Rustdag. Ik sliep vandaag lekker lang uit, dat kan op een camping. Ik droom de laatste tijd veel, of ik onthoud mijn dromen nu. Het zal er wel mee te maken hebben dat ik veel zie en meemaak onderweg. Het voelde raar niet te hoeven fietsen. Ik heb in korte periode veel kilometers gemaakt. Ik ga wat rustiger aan doen, een tandje terug schakelen, onthaasten. Daarnaast probeer ik me aan te passen aan de, in mijn ogen zeer efficiënte manier van leven, van de fransen. S'morgens vroeg uit de veren, ongeveer vier uurtjes werken en daarna matinee, twee uur uitgebreidt en langzaam eten. Dan weer vanaf drie uur (de hitte is inmiddels verdragelijk) met het buikje rond weer aan de slag. Alle energie gaat efficiënt naar het fietsen in de namiddag. S'avonds nog een hapje voor het slapen gaan. C'est tout. Wij nederlanders eten s'avonds warme maaltijden, terwijl je in de middag de meeste energie verbruikt. Beter s'middags warm eten en zodat je het voedsel efficiënt kunt verbranden. 4 uur fietsen, 2 uur niets doen, 4 uur fietsen. Het gat van de dag. De onbestemde tijd van hitte tussen het digestief van de lunch en het aperitief van het diner.

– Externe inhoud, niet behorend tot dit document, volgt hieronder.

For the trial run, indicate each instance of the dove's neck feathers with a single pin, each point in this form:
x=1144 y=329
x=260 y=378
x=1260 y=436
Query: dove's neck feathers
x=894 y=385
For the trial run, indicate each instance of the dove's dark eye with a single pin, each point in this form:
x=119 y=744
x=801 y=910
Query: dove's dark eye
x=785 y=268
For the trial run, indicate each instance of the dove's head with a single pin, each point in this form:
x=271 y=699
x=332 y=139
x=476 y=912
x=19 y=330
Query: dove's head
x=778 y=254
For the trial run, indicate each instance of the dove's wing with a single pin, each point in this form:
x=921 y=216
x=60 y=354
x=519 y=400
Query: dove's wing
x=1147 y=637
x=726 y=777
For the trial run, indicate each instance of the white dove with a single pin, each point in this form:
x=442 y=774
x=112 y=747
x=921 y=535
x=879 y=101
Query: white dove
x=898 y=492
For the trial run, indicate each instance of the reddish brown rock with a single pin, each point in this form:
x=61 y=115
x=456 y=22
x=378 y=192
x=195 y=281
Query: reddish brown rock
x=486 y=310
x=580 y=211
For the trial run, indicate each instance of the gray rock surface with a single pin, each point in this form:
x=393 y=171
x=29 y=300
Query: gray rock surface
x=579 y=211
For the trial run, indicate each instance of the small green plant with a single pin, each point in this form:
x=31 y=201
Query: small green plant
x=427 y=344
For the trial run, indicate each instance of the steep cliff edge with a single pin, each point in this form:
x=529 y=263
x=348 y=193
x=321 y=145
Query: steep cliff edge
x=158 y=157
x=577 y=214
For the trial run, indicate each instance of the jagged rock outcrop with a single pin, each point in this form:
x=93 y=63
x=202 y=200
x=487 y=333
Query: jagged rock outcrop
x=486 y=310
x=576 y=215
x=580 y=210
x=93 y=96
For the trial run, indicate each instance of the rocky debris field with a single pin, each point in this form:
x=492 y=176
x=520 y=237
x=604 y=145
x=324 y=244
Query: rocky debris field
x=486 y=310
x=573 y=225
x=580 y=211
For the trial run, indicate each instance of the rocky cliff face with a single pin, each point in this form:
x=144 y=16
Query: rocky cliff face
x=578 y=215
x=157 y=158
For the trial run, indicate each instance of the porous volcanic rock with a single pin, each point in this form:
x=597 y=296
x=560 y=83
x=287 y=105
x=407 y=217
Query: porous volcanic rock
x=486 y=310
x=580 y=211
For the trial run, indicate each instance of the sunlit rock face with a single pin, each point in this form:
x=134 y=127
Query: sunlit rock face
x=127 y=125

Wij eten een bruine boterham met kaas en melk. Op een bruine boterham kan men de Tour niet fietsen.
Ik ging maar wandelen in plaats van fietsen op mijn rustdag. Over een grindpad wat parallel liep aan het riviertje. Ergens op een boomstam ging ik frans studeren. Ouderwets zinnetjes uit je hoofd leren: Vous etes tres aimable, les amis des mes amis sont mes amis, honni soit qui mal y pense enz enz.

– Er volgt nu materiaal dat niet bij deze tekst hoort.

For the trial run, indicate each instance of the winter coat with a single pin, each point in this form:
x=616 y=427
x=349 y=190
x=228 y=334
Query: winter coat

Op de terugweg naar de camping sprong ik per ongeluk in een plas modder van een halve meter diep. Ik zat vast, maar kon me met een stok uit de slijk trekken. De geur van rottende bladeren zou me de volgende dagen blijven achtervolgen. M'n schoenen waren niet schoon te krijgen.

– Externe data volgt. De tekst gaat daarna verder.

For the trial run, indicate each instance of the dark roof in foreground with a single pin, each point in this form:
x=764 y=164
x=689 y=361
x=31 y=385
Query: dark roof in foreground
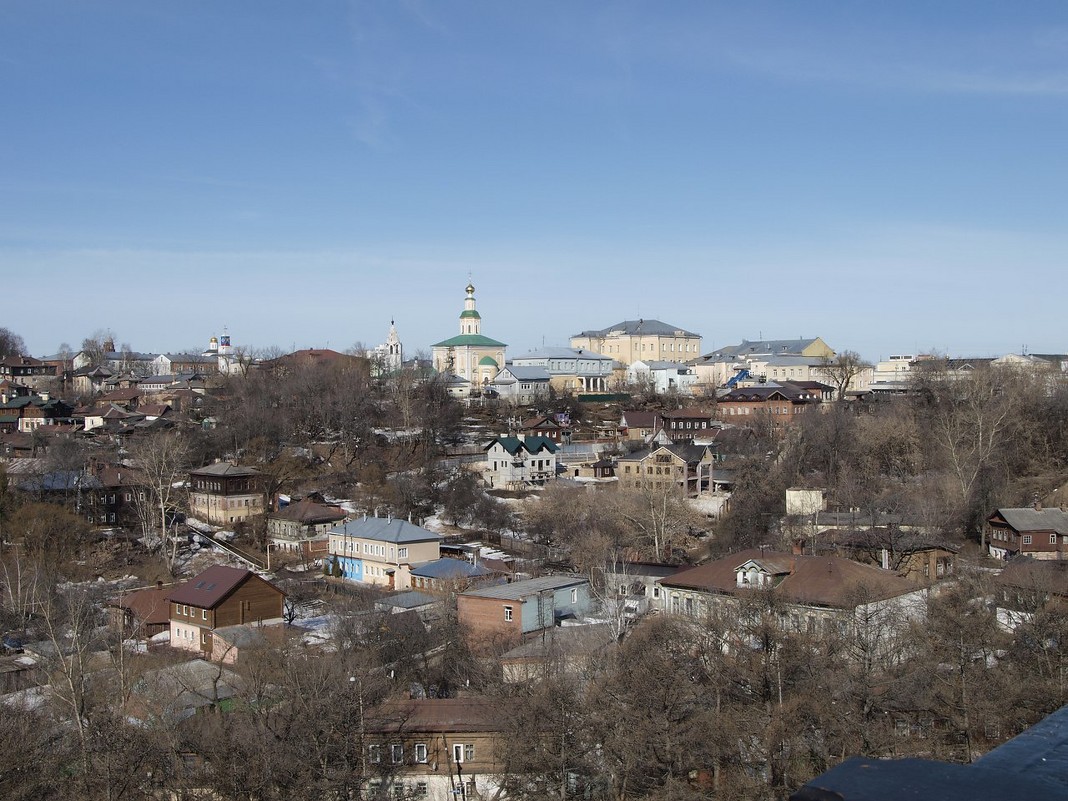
x=825 y=581
x=1033 y=765
x=438 y=715
x=519 y=590
x=209 y=587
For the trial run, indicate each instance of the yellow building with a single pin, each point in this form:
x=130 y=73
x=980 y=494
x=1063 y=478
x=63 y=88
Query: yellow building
x=641 y=340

Terug op de camping sloeg de verveling toe. Ik deed lezen en campingmensen kijken.
Uit verveling heb ik ook mijn aller laatste sigaretten achter elkaar opgerookt. Ik stelde mezelf als doel deze keer echt te stoppen met fompen. Fietsen is daar een ideaal moment voor. Roken is niet nodig. Ik wil soberder leven met minder middelen, maximale focus op natuur om me heen. Ik verwen mezelf met bier, sigaretten, chips, koekjes en dergelijke. Een banaan of appel is ook lekker.
Ik dronk een biertje op een bankje aan de rivier toen er een man op me af stapte. Op het voetbalveld naast de camping stond z'n ezel te grazen. De man reisde twee jaar aan een stuk door respectievelijk Spanje, Portugal en nu Frankrijk. Hij was bezig met z'n eigen 'Tour de France'. De ezel als pakezel en de man al lopend. Soms dertig kilometer op een dag, soms deed hij er zestig. Samen dronken we een biertje.